Commodities and the Australian Dollar

My most recent weekly commentary talked about the sudden shift in the trend of the US dollar and touched on the impact for commodity prices. While treasuries often concentrate on currency and interest rate risk, the huge increase in volatility and size of trends in commodities in recent years, means that controlling risk in this area can be more important than the currency exposure. The US dollar has a direct impact on commodity prices as they are priced in dollars and therefore cross market analysis of the major asset classes is necessary in order to understand major turning points. It is very rare of the major asset classes (stocks, bonds, dollar and commodities) to all shift direction at the same time, but is it critical to analyse when all of them have changed direction over a period of time.
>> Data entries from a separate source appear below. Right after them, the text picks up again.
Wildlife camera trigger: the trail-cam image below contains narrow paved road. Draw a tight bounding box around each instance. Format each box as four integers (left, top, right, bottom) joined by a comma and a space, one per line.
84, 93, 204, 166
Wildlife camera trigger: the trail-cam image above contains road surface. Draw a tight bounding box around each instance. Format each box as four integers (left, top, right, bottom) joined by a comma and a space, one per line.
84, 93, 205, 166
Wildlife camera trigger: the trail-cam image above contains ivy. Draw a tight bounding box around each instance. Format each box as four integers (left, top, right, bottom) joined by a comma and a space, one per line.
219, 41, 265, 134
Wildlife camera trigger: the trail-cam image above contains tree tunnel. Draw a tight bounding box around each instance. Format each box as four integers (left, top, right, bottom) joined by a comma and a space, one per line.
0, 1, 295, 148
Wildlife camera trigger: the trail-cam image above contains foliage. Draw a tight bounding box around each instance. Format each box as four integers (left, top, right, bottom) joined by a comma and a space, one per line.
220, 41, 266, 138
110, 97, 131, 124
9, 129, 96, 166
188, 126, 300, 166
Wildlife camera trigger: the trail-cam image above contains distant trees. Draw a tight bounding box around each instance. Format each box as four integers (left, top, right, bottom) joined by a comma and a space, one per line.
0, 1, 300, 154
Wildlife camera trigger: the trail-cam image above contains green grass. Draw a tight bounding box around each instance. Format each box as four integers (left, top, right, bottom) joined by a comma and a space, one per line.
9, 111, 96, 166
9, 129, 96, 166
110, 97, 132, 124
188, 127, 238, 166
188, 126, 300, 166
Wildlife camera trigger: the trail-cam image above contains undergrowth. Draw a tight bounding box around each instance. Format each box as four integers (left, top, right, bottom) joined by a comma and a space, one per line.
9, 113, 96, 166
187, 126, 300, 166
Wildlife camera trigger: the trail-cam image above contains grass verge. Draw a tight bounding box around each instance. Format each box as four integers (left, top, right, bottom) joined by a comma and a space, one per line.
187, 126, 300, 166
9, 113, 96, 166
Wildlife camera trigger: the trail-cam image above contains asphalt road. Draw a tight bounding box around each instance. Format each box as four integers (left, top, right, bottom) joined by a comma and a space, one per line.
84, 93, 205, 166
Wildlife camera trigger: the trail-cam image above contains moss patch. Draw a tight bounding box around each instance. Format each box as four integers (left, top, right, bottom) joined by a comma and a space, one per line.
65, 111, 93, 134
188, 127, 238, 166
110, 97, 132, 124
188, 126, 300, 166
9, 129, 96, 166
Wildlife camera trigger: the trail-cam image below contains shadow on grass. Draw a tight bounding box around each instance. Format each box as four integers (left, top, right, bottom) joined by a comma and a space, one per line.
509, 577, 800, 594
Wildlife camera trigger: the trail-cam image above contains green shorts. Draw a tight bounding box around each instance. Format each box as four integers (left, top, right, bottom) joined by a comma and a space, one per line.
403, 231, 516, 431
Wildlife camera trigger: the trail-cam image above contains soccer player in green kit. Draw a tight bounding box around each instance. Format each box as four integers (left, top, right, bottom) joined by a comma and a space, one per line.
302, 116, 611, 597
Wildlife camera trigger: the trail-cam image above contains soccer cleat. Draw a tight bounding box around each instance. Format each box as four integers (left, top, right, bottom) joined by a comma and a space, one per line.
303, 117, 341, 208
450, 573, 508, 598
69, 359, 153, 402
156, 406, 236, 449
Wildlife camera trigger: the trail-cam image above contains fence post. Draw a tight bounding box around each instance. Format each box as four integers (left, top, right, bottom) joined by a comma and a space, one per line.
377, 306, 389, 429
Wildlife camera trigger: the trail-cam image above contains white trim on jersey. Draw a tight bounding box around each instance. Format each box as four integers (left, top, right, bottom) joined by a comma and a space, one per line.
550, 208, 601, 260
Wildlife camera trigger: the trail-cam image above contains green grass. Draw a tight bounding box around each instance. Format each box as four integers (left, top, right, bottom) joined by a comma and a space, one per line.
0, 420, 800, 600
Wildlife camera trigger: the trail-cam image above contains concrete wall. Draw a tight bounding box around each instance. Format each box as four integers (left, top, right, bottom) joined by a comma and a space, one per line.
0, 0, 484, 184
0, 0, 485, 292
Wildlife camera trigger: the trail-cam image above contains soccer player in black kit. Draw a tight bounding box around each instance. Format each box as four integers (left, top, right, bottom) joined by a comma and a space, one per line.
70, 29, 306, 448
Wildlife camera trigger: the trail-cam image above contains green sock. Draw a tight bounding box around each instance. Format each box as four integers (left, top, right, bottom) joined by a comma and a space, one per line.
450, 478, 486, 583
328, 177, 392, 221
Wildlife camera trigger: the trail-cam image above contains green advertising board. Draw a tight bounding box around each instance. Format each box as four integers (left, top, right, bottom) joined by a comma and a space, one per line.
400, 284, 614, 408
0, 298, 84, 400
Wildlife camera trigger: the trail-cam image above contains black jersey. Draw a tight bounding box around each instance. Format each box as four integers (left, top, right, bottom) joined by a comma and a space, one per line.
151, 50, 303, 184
In the current cycle, the base metals were the first to create a top. This change was even more striking when considering how the dollar continued to collapse. Now that the dollar has changed direction, this simply adds pressure to base metals.

Figure 1: The Copper Market (December 2010 – May 2011)

Source: CQG

The second asset class to change direction was bonds. The absolute low was also made in February but from a trend prospective it only broke out of a sideways pattern in April. What was also informative was that bonds rallied in spite of the final explosive surge in silver and crude, which was highly inflationary. These markets were the third to post a high in early May and collapsed after a speculative frenzy. This drop was accentuated by the US dollar shifting trend dramatically on unexpectedly dovish remarks from the president of the European Central Bank (ECB), Jean-Claude Trichet.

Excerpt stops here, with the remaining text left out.